Flávio Dino determina que a PF investigue dois deputados por supostos desvios de emendas parlamentares.
Introdução à investigação da PF sobre deputados
Neste domingo (23), o ministro Flávio Dino, do STF (Supremo Tribunal Federal), determinou a investigação pela polícia federal de dois deputados envolvidos em supostos desvios de emendas parlamentares. A medida afeta Pedro Lucas Fernandes (União-MA) e Zezinho Barbary (PP-AC), que estão sendo investigados por irregularidades na aplicação de recursos públicos.
Denúncias e entidades envolvidas
As suspeitas chegaram até o ministro através de organizações como a Associação Contas Abertas, Transparência Brasil e Transparência Internacional. Estas entidades participaram do processo no STF que discute a falta de rastreabilidade e transparência dos recursos públicos. As informações apresentadas indicam que os desvios podem estar relacionados a municípios como Arari (MA), Zabelê (PB), Tartarugalzinho (AP) e Porto Walter (AC).
Casos específicos de desvios
Em Arari, o deputado Pedro Lucas Fernandes é acusado de destinar R$ 1,25 milhão para a recuperação de estradas vicinais. No entanto, uma reportagem do jornal O Globo revelou que tais recursos não foram utilizados para as obras previstas, levantando sérias questões sobre a destinação do dinheiro público.
Em Porto Walter, as acusações contra Zezinho Barbary envolvem o favorecimento de familiares, com a destinação de emendas para regularização de estradas em terras indígenas, o que contraria a legislação ambiental. Este caso também menciona o ex-deputado Flaviano Melo (MDB-AC), que supostamente estaria envolvido em fraudes.
Além disso, a situação em Tartarugalzinho indica irregularidades nas licitações, com contratos direcionados a empresas ligadas à prefeitura. Neste caso, o nome de políticos não foi revelado por Dino.
A resposta dos deputados
Pedro Lucas Fernandes se manifestou por meio de uma nota, afirmando que a emenda foi viabilizada para apoiar benfeitorias na população e que a responsabilidade pela execução e prestação de contas dos recursos é da prefeitura. Ele ressaltou que o Tribunal de Contas é o encarregado de fiscalizar a correta utilização dos valores. “Meu compromisso é assegurar investimentos que melhorem a vida da população”, afirmou.
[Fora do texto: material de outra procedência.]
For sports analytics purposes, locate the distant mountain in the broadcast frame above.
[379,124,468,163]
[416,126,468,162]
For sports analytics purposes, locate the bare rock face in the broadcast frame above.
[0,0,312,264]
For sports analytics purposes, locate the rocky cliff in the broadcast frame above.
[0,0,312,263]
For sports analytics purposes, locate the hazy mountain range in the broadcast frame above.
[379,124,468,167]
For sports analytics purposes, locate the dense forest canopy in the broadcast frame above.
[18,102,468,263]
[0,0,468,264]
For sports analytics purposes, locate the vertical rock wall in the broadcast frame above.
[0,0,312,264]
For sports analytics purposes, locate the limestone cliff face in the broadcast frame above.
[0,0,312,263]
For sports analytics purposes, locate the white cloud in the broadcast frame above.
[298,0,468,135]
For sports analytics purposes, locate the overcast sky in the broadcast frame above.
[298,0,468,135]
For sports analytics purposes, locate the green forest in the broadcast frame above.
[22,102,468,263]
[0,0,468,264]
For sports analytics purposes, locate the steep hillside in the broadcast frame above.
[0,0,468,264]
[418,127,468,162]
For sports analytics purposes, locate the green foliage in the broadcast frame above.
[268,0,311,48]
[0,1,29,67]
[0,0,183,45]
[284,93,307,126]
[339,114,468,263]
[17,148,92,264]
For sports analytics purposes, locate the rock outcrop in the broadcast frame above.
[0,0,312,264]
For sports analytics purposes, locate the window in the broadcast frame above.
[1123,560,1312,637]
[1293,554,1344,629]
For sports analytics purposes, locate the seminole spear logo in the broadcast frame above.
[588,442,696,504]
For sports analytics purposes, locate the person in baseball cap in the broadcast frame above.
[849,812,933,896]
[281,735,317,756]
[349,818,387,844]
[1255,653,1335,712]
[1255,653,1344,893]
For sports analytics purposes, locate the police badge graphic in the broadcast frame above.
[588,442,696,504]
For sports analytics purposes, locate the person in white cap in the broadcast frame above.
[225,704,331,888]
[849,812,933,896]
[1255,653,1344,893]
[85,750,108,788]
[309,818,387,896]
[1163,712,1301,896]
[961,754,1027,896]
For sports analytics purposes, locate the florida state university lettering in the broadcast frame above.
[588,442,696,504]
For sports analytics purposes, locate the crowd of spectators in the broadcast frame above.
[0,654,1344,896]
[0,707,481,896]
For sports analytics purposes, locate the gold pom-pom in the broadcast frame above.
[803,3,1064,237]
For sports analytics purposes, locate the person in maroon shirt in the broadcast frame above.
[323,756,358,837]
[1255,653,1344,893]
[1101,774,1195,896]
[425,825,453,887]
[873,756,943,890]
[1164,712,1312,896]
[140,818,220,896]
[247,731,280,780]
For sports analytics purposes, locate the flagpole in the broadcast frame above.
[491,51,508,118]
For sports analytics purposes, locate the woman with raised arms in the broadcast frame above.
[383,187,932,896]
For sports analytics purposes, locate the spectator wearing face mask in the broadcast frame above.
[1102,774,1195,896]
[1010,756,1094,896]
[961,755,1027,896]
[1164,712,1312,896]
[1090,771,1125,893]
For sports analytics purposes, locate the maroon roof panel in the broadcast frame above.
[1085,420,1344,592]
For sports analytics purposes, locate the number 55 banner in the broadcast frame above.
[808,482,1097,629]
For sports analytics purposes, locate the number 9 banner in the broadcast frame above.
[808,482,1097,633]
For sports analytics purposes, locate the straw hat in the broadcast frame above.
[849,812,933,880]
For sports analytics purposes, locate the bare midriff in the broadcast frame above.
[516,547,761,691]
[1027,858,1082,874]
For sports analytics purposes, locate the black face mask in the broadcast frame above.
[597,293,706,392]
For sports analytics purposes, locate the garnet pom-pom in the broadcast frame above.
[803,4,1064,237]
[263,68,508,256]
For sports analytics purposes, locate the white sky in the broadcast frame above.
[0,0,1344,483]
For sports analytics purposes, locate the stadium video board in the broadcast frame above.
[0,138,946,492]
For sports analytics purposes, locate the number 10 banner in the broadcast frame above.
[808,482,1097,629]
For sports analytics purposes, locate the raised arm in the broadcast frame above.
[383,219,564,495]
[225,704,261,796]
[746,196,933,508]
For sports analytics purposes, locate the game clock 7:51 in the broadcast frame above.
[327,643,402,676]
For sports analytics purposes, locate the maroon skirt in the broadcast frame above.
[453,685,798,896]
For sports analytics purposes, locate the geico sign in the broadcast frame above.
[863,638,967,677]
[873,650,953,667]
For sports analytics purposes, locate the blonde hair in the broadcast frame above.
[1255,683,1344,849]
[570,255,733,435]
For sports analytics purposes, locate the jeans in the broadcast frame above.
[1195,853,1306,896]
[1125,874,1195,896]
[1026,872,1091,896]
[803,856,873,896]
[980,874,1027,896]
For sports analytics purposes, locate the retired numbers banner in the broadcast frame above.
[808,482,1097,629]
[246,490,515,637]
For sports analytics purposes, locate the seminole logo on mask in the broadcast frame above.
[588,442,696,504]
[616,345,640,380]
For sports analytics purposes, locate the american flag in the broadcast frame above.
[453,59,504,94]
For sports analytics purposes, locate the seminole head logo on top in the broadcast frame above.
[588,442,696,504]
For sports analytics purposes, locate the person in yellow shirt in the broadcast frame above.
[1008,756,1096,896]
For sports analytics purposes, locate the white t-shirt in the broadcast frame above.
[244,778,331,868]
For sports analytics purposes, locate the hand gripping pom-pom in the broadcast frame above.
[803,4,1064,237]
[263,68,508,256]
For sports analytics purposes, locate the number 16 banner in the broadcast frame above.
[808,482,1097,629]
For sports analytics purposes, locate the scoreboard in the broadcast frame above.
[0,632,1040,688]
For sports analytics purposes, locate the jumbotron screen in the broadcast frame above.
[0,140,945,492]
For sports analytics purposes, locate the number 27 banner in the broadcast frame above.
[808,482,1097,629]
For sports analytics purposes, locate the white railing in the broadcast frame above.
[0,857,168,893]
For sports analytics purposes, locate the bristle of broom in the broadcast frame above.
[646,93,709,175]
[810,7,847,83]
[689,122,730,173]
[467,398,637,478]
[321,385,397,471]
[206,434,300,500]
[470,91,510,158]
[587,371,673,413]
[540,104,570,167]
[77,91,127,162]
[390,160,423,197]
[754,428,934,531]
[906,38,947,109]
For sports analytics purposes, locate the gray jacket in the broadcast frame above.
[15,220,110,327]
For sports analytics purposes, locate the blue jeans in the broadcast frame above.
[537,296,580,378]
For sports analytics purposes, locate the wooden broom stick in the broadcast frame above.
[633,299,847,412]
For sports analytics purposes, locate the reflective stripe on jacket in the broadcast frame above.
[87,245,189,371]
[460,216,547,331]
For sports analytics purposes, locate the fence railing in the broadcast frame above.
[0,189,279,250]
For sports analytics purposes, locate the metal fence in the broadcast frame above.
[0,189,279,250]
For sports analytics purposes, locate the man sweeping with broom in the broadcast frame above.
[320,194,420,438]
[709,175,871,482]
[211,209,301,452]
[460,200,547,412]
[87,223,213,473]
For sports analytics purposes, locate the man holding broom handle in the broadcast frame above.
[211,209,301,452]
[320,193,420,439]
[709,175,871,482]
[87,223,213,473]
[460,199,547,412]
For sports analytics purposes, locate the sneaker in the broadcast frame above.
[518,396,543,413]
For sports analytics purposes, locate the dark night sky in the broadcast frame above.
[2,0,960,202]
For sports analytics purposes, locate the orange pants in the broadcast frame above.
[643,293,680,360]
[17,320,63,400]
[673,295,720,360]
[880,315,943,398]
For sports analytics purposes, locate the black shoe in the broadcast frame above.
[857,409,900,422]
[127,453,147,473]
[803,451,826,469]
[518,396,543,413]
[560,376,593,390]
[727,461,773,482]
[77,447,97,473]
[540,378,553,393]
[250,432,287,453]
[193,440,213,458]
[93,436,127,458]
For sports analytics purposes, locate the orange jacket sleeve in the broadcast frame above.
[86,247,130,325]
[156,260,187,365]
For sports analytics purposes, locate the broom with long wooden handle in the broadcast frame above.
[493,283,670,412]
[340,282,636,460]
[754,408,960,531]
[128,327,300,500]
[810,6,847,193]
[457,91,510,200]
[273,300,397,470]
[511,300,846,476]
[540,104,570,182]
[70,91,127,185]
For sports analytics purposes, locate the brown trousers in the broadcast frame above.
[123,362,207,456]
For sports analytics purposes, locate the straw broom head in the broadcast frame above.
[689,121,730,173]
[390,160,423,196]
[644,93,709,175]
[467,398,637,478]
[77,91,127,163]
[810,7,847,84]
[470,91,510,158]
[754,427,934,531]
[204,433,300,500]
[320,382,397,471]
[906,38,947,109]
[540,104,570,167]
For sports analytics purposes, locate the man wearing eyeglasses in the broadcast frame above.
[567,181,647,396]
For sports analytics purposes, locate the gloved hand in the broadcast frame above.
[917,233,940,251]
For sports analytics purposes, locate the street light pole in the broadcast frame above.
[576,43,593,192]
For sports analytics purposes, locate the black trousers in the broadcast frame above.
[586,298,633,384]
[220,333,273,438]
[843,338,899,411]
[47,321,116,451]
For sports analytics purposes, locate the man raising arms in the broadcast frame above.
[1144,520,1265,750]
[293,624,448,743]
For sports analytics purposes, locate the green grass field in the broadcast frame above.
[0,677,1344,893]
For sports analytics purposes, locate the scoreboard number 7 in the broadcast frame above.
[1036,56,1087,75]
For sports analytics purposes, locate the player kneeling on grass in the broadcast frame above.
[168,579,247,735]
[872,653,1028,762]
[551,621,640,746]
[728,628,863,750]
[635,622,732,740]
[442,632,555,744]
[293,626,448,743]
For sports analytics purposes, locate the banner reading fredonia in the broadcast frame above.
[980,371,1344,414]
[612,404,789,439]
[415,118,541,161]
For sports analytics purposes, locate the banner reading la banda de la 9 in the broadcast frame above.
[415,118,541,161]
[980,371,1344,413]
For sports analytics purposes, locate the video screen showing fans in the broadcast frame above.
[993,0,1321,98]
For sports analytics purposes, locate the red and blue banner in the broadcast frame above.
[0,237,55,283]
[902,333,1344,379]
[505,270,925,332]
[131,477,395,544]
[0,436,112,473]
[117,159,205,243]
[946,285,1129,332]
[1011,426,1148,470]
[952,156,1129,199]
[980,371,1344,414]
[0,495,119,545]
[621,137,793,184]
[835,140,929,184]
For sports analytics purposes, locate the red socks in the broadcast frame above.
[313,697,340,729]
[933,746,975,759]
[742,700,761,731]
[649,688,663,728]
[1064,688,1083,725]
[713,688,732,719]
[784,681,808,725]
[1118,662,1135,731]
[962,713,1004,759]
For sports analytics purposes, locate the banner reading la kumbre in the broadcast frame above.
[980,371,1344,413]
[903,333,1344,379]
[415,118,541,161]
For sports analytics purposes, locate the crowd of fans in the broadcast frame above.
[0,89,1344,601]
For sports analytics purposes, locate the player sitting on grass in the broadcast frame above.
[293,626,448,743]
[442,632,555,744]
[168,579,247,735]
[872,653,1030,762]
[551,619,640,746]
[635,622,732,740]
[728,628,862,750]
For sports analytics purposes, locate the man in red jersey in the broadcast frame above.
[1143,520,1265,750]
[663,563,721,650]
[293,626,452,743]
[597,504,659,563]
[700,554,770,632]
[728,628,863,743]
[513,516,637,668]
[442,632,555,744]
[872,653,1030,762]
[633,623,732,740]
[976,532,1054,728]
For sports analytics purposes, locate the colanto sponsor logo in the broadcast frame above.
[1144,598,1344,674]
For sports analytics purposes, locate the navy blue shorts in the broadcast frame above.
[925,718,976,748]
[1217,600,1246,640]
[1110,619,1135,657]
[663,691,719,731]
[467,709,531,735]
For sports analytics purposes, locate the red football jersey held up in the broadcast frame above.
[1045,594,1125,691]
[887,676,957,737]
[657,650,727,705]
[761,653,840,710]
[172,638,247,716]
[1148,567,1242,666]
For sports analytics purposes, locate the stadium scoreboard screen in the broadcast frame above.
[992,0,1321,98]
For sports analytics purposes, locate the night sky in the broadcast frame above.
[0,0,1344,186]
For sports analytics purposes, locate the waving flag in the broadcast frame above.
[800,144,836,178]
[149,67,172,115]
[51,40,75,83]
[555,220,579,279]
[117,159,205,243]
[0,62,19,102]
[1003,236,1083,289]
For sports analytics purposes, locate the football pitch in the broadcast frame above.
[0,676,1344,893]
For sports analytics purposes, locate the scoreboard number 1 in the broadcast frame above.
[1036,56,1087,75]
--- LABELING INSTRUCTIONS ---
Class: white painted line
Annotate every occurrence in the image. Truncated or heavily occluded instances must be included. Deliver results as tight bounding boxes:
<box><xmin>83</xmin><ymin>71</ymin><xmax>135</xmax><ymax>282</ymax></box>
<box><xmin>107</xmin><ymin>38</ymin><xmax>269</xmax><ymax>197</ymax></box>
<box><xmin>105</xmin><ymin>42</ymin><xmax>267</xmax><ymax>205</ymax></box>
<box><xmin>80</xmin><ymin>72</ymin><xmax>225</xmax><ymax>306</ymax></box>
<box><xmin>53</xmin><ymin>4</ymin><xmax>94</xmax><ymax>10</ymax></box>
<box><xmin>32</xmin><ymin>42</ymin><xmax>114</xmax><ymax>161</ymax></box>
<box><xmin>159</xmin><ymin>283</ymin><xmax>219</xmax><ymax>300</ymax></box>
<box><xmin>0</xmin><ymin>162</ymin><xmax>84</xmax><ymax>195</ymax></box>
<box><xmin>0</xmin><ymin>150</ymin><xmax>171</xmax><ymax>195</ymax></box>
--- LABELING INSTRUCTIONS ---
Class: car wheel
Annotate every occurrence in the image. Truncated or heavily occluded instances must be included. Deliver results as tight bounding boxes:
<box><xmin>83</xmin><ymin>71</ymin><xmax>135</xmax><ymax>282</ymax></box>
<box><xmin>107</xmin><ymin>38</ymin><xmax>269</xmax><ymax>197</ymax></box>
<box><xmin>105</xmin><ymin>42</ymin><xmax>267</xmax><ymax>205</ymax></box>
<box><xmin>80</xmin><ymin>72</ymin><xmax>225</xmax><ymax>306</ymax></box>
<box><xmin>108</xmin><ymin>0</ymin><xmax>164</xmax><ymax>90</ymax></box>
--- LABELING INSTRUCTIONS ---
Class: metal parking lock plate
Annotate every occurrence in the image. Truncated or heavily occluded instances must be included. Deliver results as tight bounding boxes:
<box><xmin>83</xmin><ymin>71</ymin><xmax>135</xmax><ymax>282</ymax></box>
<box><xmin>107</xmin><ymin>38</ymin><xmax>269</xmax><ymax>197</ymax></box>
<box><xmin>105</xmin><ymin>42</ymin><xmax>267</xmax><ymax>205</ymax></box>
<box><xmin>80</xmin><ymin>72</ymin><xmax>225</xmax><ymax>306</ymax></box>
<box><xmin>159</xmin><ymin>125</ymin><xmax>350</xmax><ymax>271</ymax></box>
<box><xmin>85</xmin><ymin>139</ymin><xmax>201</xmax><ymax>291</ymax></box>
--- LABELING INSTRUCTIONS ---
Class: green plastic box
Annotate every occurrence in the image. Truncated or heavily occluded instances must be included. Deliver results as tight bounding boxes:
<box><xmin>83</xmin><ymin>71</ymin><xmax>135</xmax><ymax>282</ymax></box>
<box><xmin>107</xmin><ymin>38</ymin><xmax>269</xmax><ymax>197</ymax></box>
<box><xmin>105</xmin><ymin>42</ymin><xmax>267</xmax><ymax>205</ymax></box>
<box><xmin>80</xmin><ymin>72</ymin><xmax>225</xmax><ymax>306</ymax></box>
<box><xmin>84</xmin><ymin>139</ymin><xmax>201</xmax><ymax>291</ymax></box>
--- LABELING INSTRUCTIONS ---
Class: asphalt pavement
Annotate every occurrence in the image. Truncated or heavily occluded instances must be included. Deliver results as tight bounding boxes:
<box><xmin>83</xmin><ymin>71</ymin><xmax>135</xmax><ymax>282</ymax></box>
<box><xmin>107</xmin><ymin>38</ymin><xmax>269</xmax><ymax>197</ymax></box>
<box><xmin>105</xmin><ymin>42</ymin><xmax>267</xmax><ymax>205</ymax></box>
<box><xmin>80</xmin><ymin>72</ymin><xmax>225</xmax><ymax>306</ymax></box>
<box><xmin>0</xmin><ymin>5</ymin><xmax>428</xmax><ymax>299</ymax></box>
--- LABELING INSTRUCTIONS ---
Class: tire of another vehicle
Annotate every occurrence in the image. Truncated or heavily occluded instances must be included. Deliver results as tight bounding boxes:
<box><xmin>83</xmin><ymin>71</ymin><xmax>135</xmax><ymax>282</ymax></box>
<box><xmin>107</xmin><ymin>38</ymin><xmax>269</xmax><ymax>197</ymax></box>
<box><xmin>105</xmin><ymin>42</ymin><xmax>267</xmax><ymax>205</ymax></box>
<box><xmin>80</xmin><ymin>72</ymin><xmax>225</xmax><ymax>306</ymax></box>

Conclusão e próximos passos
Diante das evidências apresentadas, Flávio Dino encaminhou o caso à Diretoria-Geral da PF, solicitando que as providências necessárias sejam tomadas, incluindo a possível abertura de novos inquéritos. A investigação é um passo importante para garantir a transparência e a correta aplicação dos recursos públicos, especialmente em um momento de crescente demanda por responsabilidade na gestão pública. As entidades envolvidas continuam acompanhando a situação e aguardam um desfecho para as denúncias feitas.